Carol’s landing on Earth leads to treading down familiar Marvel timeline territory as well as evoking plenty of dated 1990s bits. What started drawing me into the picture was how the film holds itself back from the obvious. The 1990s setting is used for some gags of video stores and Windows 95, sure, but never goes the extra mile of becoming an aggravating reference fest, keeping a certain vibe the way Guardians of the Galaxy embraced the 1970s and 1980s. And just like that film, there’s a nostalgic soundtrack to boot, with choice tracks for just the right cue.

Samuel L. Jackson pops up in the film as a younger Nick Fury with his two eyes still intact. He teams up with Carol in her intergalactic spy adventure and thankfully never goes to the booming lengths he was known for that decade. And the filmmakers could have easily made this younger Fury go full Die Hard 3 or Pulp Fiction but he never does, always keeping that cool persona he has been known for in the Marvel Cinematic Universe.
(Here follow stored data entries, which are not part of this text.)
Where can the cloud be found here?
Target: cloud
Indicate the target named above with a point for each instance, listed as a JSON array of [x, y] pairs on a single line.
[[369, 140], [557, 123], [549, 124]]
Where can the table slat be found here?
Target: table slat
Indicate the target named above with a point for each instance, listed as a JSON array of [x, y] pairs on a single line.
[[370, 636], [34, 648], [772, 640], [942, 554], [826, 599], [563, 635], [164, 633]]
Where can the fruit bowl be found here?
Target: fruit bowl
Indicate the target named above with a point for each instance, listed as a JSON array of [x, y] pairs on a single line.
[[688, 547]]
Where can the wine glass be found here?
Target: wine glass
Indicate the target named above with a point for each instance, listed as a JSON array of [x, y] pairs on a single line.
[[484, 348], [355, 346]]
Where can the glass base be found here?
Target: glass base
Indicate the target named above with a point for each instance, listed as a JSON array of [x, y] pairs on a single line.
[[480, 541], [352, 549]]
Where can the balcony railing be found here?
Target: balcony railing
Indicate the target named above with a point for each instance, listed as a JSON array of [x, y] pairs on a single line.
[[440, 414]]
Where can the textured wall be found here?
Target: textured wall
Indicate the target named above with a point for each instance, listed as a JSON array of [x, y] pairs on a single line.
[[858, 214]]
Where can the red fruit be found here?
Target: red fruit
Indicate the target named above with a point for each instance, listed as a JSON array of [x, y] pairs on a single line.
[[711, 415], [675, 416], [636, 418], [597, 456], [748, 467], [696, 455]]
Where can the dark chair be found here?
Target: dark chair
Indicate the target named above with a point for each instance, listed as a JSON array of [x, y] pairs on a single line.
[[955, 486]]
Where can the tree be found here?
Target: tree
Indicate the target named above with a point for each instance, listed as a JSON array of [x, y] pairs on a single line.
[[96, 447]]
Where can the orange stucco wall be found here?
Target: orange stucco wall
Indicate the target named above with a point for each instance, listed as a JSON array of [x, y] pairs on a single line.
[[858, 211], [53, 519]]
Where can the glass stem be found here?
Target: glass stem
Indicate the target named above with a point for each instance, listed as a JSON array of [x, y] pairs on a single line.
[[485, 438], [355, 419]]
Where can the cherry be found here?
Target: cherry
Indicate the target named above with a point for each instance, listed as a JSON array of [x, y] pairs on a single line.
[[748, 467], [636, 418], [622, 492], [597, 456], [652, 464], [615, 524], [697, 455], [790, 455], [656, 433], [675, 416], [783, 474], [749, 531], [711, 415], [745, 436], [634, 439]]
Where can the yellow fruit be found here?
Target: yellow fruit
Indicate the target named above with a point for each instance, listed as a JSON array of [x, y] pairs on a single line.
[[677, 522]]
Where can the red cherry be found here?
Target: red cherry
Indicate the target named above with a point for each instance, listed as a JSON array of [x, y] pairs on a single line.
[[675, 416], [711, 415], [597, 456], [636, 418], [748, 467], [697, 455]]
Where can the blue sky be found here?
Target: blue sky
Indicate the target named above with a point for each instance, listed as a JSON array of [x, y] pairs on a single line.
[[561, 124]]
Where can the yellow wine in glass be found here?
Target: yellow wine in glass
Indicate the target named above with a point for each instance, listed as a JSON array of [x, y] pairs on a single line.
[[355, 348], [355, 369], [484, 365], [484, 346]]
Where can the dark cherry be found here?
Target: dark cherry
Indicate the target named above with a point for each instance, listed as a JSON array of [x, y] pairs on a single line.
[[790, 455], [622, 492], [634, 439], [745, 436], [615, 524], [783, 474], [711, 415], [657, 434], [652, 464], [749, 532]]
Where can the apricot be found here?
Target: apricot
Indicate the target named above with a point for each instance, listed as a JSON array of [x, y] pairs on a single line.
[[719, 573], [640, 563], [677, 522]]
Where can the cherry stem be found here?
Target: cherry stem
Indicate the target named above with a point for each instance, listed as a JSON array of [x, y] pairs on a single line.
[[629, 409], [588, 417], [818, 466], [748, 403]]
Marvel Studios’ CAPTAIN MARVEL..L to R: Att-Lass (Algenis Perez Soto), Captain Marvel (Brie Larson) and Minn-Erva (Gemma Chan)..Photo: Film Frame..©Marvel Studios 2019

But the one aspect that is never shunned and built up grandly is the aspect of female empowerment. Danvers is established as a woman who doesn’t have a clear identity or mindful nature of galactic politics and has to build herself up when she realizes she may be a very powerful pawn in a big game of intergalactic chess. Her memories are that of always being told to back off from non-traditional activities for girls and, sure enough, she rises up to become the smirking and energy-shooting hero when the final piece of her character puzzle is pieced together. It’s just unfortunate that the film spends so much time doing the building amid a twisty sci-fi spy story that Brie never gets a moment to shine as brightly as she could, despite a very enthusiastic third-act closer.

If we’re being blunt, no, Captain Marvel doesn’t quite have the same gravity to be a cultural milestone of a comic book movie. Where others have pointed to Black Panther as not the first the most insightful and cultural of black-led superhero movies, I doubt many will look towards Captain Marvel as the grandest of female-led comic book movies, making its motives known with the power and subtlety of a supernova. But, in terms of what the film is aiming towards, it doesn’t have to prove anything to anyone and that’s perhaps the point. I just wish that Captain Marvel’s astounding powers to destroy starships and aliens had a much bigger punch for a picture that wants to obliterate the glass ceiling and merely cuts a narrow hole within the MCU. It’s a nice hole, mind you, and still weaves a capable and compelling sci-fi adventure with a surprisingly more engaging finale than most Marvel solos.